Via Kevin Drum and Mike Tomasky, a new poll out of the University of Washington Institute for the Study of Ethnicity, Race & Sexuality shows that committed tea party supporters in Washington state are, by significant majorities, hostile to civil rights for African-Americans, immigrants, Muslims, and LGBT people. Those committed tea party supporters represent 19% of the Washington state voters, according to the poll, and only 18% of them believe that gay and lesbian couples should have the right to marry (as compared to 41% of all voters).

Seventy four percent of tea party supporters (compared to 52 percent of the general population) agree with the statement, “while equal opportunity for blacks and minorities to succeed is important, it’s not really the government’s job to guarantee it.” But no, tea party supporters aren’t motivated by race, are they?

It’s Rand Paul-ish, isn’t it? I would love to know whether that 74% thinks, like Paul does, that “Christianity and values is the basis of our society. . . . 98% of us won’t murder people, won’t steal, won’t break the law and it helps a society to have that religious underpinning.”

A lot of the media pondering over whether the tea party can make common cause with the religious right has focused on the tea party’s apparent lack of interest in taking on the abortion issue.
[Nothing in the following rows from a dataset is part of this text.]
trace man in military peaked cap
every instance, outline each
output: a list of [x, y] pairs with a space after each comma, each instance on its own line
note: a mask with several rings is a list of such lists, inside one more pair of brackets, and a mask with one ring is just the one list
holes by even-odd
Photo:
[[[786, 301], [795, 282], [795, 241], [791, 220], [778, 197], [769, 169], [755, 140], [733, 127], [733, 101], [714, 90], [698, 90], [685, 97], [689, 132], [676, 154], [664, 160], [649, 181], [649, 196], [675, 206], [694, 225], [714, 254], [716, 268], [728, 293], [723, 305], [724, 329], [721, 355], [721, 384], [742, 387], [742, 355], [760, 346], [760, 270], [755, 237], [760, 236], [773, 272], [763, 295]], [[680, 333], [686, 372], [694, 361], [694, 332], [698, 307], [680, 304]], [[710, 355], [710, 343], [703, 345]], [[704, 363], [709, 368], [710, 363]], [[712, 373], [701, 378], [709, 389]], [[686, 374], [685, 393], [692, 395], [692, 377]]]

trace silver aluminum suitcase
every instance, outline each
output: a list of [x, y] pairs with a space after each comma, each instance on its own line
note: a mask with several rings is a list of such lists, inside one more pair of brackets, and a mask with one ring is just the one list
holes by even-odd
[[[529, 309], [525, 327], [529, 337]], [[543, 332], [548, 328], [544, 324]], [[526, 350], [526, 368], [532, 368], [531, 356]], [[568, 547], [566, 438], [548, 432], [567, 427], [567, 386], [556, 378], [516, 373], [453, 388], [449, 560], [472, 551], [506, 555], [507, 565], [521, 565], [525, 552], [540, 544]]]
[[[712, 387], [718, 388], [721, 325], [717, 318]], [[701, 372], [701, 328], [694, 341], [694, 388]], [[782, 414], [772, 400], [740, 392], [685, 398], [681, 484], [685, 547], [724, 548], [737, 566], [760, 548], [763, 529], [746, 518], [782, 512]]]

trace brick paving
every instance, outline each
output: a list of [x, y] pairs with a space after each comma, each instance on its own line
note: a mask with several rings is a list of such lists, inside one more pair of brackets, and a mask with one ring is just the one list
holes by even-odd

But that overlooks anecdotal evidence that religious right activists like Ralph Reed, participants in the Values Voters Summit and in the Freedom Federation are looking to form coalitions with tea partiers, and, as Joanna Brooks has discussed here, the influence of Mormon belief on the rhetoric of Glenn Beck.
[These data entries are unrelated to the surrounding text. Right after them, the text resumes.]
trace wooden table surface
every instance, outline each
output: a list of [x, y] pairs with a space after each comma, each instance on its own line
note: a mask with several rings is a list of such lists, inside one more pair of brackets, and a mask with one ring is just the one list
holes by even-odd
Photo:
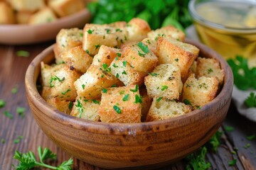
[[[70, 156], [64, 152], [50, 141], [39, 128], [30, 111], [24, 86], [26, 70], [32, 60], [43, 49], [54, 42], [47, 42], [31, 45], [0, 45], [0, 99], [6, 101], [6, 106], [0, 108], [0, 170], [13, 169], [11, 164], [18, 162], [12, 157], [15, 150], [21, 152], [32, 151], [37, 152], [39, 146], [48, 147], [57, 154], [58, 161], [51, 162], [58, 165]], [[16, 56], [16, 52], [25, 50], [30, 52], [28, 57]], [[17, 88], [16, 94], [11, 92]], [[26, 108], [25, 117], [16, 113], [17, 107]], [[14, 115], [10, 119], [4, 112], [9, 111]], [[225, 127], [232, 126], [233, 131], [227, 131]], [[220, 130], [223, 131], [221, 144], [216, 153], [208, 152], [207, 160], [211, 164], [211, 169], [256, 169], [256, 140], [248, 140], [247, 136], [256, 135], [256, 123], [248, 120], [239, 115], [231, 104], [228, 116]], [[18, 143], [14, 140], [23, 136]], [[250, 147], [245, 148], [247, 144]], [[237, 154], [232, 154], [234, 148], [238, 149]], [[228, 162], [236, 159], [237, 164], [233, 166]], [[160, 169], [185, 169], [186, 161], [181, 160]], [[73, 169], [102, 169], [74, 159]]]

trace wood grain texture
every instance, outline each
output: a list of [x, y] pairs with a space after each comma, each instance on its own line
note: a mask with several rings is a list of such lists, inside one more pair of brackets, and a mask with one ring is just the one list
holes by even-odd
[[[70, 155], [57, 147], [38, 126], [30, 111], [26, 101], [24, 86], [25, 72], [33, 57], [53, 42], [28, 46], [9, 46], [0, 45], [0, 98], [6, 101], [4, 108], [0, 108], [0, 140], [4, 139], [4, 144], [0, 143], [0, 169], [12, 169], [11, 164], [17, 164], [12, 157], [16, 149], [22, 152], [29, 150], [36, 152], [38, 146], [47, 147], [58, 155], [58, 161], [51, 162], [52, 165], [58, 165], [68, 159]], [[31, 56], [28, 58], [18, 57], [16, 52], [27, 50]], [[11, 89], [18, 86], [18, 92], [11, 94]], [[16, 113], [17, 106], [26, 108], [26, 115], [21, 118]], [[228, 116], [222, 125], [224, 130], [221, 145], [216, 153], [208, 152], [207, 160], [212, 165], [210, 169], [255, 169], [256, 167], [256, 142], [250, 141], [246, 136], [256, 135], [256, 123], [251, 122], [239, 115], [233, 105], [230, 107]], [[9, 110], [14, 114], [14, 119], [10, 120], [4, 115], [3, 112]], [[234, 127], [234, 130], [225, 130], [226, 125]], [[18, 144], [14, 144], [14, 140], [23, 135], [24, 138]], [[247, 143], [250, 147], [243, 147]], [[239, 148], [238, 154], [232, 154], [233, 148]], [[168, 155], [166, 155], [168, 157]], [[235, 166], [228, 166], [228, 162], [237, 159]], [[82, 162], [74, 159], [73, 169], [104, 170], [104, 169]], [[186, 161], [167, 165], [157, 169], [181, 170], [185, 169]]]

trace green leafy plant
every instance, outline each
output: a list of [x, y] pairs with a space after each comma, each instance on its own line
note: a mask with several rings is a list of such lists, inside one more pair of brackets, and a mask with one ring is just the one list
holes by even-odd
[[56, 159], [56, 154], [53, 153], [48, 148], [46, 147], [43, 149], [39, 147], [38, 148], [38, 157], [40, 161], [37, 161], [34, 153], [28, 152], [27, 153], [21, 153], [18, 151], [15, 151], [14, 159], [18, 160], [19, 164], [14, 166], [15, 169], [17, 170], [28, 170], [35, 167], [41, 166], [50, 169], [57, 170], [71, 170], [71, 166], [73, 164], [73, 161], [70, 158], [68, 161], [63, 162], [58, 166], [53, 166], [44, 163], [46, 159]]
Are there clues in the Washington findings that tea party supporters are far more hostile to gay and lesbian marriage rights than non-tea partiers or tea party “agnostics,” that they believe that gays and lesbians have too much political power (52%), and oppose engagement with Muslim countries (73%)? Religion, of course, doesn’t completely explain these views, could go a long way, seeing as the tea partiers are essentially the Republican Party (which has a solid core of religious right-ers). Given how these views on LGBT and Muslim issues align also with those the religious right, it’s worth documenting the overlap between the two groups, and what the religious belief systems and church-going habits of the tea partiers are.